Der Introitus atmet noch
die Schauer der heiligen Nacht. Es ist, als hätten wir den geheiligten Raum der
liturgischen Feier seit der weihnachtlichen Mitternachtsstunde noch nicht
verlassen. Wie aus tiefer mystischer Versunkenheit erhebt die Kirche ihre
Stimme, um abermals das große Geschehen zu verkünden:
„Während tiefes Schweigen
alles ringsumher umfing und die Nacht inmitten ihres schnellen Laufes war, kam
dein allmächtiges Wort vom Himmel her, vom Königsthrone."
Worte, mit denen das Buch
der Weisheit Gottes Advent, sein Erscheinen und Eingreifen in der Paschanacht
des israelitischen Volkes schildert, nimmt sie auf ihre Lippen, um die
Fleischwerdung des Logos, der zu unserer Erlösung aus dem Ägypten der Sünde
erscheint, ehrfürchtig und staunend auszusprechen.

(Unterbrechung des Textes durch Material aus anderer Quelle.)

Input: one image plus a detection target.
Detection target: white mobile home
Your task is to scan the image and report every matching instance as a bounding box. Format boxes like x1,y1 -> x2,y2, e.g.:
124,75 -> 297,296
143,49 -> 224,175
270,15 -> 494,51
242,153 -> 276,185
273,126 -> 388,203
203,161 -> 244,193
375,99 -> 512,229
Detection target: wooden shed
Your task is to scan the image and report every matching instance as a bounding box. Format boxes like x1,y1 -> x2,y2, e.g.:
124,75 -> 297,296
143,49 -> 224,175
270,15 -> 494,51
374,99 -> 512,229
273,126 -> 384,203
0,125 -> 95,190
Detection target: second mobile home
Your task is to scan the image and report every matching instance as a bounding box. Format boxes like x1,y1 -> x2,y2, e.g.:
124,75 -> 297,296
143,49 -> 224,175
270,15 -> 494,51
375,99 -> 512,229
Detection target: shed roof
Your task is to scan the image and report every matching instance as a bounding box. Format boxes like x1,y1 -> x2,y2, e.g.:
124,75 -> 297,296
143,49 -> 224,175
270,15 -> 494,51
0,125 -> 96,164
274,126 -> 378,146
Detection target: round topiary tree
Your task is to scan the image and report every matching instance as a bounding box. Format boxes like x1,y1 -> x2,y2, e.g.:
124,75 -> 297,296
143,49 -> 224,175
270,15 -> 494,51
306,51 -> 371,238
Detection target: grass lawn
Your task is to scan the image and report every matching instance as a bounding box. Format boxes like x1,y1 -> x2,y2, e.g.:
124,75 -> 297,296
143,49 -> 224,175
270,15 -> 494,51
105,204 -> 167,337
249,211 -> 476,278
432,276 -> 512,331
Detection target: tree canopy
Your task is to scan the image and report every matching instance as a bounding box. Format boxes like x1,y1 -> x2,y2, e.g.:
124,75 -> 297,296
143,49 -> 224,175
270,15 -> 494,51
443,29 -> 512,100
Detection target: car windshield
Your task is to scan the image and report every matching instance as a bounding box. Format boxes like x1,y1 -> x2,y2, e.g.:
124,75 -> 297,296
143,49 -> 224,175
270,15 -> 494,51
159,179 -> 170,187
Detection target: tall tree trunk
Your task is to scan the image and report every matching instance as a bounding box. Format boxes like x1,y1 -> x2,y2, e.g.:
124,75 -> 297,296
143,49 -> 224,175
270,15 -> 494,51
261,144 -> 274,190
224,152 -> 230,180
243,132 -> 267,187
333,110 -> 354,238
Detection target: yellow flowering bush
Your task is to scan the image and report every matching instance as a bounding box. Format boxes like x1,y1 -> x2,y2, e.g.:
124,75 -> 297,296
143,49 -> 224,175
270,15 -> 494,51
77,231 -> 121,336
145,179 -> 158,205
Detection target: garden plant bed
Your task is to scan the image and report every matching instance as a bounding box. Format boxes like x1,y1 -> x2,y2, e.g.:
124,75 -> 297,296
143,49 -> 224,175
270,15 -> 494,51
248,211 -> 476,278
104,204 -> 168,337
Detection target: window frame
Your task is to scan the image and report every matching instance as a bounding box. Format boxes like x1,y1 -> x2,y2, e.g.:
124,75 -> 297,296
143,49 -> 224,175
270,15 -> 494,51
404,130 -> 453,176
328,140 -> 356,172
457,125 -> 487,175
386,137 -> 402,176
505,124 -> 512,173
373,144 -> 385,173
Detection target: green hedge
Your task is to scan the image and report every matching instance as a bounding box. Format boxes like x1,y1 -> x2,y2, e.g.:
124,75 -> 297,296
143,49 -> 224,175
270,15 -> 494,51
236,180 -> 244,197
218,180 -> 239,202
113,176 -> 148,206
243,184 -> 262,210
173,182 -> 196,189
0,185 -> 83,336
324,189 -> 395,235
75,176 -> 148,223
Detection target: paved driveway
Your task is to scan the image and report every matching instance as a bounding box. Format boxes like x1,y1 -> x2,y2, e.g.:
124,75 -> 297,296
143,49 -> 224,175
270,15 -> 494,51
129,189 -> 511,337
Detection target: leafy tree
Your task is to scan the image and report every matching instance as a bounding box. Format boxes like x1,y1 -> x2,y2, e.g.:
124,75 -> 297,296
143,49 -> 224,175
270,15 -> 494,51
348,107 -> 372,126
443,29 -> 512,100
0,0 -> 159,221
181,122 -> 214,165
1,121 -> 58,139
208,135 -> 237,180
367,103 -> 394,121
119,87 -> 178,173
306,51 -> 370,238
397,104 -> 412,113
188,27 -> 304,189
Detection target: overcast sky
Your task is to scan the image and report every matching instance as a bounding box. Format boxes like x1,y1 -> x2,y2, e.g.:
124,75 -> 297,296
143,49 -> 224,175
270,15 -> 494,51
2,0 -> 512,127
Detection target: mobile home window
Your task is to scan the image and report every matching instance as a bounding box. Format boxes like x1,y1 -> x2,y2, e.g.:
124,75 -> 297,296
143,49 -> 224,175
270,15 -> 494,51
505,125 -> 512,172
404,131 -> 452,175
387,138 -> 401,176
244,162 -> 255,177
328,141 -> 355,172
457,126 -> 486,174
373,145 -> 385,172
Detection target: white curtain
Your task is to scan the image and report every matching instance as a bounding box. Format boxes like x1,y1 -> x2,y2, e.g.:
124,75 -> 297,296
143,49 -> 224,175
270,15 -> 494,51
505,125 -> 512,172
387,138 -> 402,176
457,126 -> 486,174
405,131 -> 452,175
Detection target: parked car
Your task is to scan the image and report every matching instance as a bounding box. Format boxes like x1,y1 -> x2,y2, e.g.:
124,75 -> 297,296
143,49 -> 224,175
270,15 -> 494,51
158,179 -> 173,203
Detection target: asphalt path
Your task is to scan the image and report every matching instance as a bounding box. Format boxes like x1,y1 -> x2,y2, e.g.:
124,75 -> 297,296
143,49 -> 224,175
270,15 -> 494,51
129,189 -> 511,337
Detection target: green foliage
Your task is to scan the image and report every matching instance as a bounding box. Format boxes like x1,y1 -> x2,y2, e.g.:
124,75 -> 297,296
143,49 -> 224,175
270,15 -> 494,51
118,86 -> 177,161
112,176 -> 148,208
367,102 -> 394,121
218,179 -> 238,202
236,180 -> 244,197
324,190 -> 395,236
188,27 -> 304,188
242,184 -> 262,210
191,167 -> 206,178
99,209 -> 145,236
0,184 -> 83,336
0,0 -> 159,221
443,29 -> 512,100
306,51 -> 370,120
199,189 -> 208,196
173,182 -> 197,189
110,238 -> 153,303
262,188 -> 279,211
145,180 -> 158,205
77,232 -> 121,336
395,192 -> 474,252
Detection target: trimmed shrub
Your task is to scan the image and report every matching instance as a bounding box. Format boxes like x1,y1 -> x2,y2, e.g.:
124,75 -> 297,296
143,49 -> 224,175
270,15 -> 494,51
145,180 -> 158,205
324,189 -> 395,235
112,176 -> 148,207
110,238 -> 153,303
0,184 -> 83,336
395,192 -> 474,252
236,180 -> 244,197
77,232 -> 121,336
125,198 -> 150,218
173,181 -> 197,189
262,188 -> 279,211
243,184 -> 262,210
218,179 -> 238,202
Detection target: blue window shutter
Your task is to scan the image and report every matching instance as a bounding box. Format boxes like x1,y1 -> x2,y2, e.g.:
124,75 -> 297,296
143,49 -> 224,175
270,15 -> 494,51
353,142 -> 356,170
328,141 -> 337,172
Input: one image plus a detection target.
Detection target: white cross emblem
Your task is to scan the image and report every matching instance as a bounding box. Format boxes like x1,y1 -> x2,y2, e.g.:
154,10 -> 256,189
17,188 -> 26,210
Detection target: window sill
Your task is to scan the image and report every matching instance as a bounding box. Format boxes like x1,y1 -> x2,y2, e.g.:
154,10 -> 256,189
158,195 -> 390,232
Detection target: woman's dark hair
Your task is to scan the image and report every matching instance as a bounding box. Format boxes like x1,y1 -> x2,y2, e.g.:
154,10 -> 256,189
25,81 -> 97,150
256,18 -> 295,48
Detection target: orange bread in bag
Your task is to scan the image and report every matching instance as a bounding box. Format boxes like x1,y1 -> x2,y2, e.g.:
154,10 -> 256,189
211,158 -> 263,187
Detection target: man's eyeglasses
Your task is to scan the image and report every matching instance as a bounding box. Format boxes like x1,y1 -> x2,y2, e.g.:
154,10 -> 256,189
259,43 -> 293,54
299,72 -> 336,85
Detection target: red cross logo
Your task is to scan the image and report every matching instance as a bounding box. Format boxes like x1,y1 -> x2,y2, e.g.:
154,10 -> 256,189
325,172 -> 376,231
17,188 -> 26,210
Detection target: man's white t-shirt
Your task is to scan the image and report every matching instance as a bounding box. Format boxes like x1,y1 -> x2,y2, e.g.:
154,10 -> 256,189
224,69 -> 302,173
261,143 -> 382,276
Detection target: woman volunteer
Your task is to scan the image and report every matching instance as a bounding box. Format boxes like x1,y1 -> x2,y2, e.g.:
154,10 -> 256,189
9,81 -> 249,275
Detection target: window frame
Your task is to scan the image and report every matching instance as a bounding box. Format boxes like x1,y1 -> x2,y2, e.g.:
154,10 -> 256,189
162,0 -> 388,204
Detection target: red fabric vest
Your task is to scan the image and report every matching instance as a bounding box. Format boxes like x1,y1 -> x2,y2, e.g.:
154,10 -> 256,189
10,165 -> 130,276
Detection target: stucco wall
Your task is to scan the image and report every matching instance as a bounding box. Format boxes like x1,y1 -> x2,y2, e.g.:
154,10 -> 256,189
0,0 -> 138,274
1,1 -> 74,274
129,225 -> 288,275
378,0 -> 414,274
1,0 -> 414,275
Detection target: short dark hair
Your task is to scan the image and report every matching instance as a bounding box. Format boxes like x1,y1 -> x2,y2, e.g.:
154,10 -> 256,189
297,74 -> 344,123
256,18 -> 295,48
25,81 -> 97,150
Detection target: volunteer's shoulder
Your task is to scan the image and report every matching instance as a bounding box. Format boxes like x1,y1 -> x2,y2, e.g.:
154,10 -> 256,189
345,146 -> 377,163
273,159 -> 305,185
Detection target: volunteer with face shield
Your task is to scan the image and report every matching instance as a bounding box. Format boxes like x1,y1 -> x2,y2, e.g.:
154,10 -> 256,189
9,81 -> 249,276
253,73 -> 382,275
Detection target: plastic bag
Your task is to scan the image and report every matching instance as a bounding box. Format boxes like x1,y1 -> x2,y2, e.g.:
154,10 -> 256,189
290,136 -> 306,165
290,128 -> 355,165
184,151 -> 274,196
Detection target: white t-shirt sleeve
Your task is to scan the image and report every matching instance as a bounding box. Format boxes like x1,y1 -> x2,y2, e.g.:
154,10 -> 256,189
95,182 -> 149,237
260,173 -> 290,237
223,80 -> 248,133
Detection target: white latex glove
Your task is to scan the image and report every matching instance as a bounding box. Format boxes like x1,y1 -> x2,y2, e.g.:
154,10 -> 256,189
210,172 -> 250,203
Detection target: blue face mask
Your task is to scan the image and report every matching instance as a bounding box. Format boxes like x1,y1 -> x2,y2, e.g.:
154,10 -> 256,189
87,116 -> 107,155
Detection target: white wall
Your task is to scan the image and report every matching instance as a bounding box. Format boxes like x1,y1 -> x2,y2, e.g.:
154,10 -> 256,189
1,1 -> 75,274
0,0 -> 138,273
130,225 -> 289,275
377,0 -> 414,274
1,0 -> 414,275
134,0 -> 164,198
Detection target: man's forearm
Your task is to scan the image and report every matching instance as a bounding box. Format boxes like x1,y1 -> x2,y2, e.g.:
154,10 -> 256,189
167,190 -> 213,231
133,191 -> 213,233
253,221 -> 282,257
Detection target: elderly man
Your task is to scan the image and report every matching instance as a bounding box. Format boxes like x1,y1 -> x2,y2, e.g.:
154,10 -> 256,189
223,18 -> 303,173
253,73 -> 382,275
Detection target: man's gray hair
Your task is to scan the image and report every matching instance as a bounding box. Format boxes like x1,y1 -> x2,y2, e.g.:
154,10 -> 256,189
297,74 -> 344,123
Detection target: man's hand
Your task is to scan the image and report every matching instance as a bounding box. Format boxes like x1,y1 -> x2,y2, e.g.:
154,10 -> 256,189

Wort und Melodie sind von
erhabener Feierlichkeit. Sie gebieten die lautlose Stille, die dem Mysterium
geziemt. Gott wird gegenwärtig. Darum schweige der Mensch. Es schweige nicht
nur jeder ungeziemende Laut.
Es schweige auch jede
persönlich-subjektive Bitte, die menschliche Sorge, das irdische Denken. Der
Logos Gottes ist zugegen, das Wort des Vaters erfüllt den Raum. Seine
unendliche Botschaft wird in Jahrhunderten und Jahrtausenden nicht zu Ende
vernommen — wir schweigen und lauschen.